Interpreting Fuzzy Models: the Discriminative Power of Input Features
Abstract: An important part of the interpretation of a decision process lies on the ascertainment of the influence of the input features, that is, of how much the implemented model relies on a given input feature to perform the desired task. Recently data analysis techniques based on fuzzy logic have gained attention because of their interpretability. Many real-world applications, however, have very high dimensionality and require very complex decision borders. In this case the number of fuzzy rules can proliferate and the easy interpretability of the fuzzy model can progressively disappear.

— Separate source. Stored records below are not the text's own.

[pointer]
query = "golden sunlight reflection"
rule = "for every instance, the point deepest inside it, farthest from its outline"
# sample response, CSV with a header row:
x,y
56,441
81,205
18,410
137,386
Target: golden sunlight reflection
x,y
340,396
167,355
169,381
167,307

A method is presented that quantifies the discriminative power of the input features in a fuzzy model. The proposed quantification helps the interpretation of fuzzy models constructed on high dimensional and very fragmented training sets. First, a measure of the information contained in the fuzzy model is defined on the basis of its fuzzy rules. The classification is then performed along one of the input features, that is, the fuzzy rules are split according to that feature's linguistic values. For each linguistic value, a fuzzy sub-model is generated from the original fuzzy model. The average information contained in these fuzzy sub-models is measured and the relative comparison with the information measure of the original fuzzy model quantifies the information gain that derives from the classification performed on the selected input feature. This information gain characterizes the discriminative power of that input feature. Therefore, the proposed information gain can be used to obtain better insights into the selected fuzzy classification strategy, even in very high dimensional cases, and possibly to reduce the input dimension.
Several artificial and real-world data analysis are reported as examples, in order to illustrate the characteristics and potentialities of the proposed algorithm. As real-world examples, the most informative electrocardiographic measures are detected for an arrhythmia classification problem and the role of duration, amplitude and pitch variations of syllabic nuclei in American English spoken sentences is investigated for prosodic stress classification.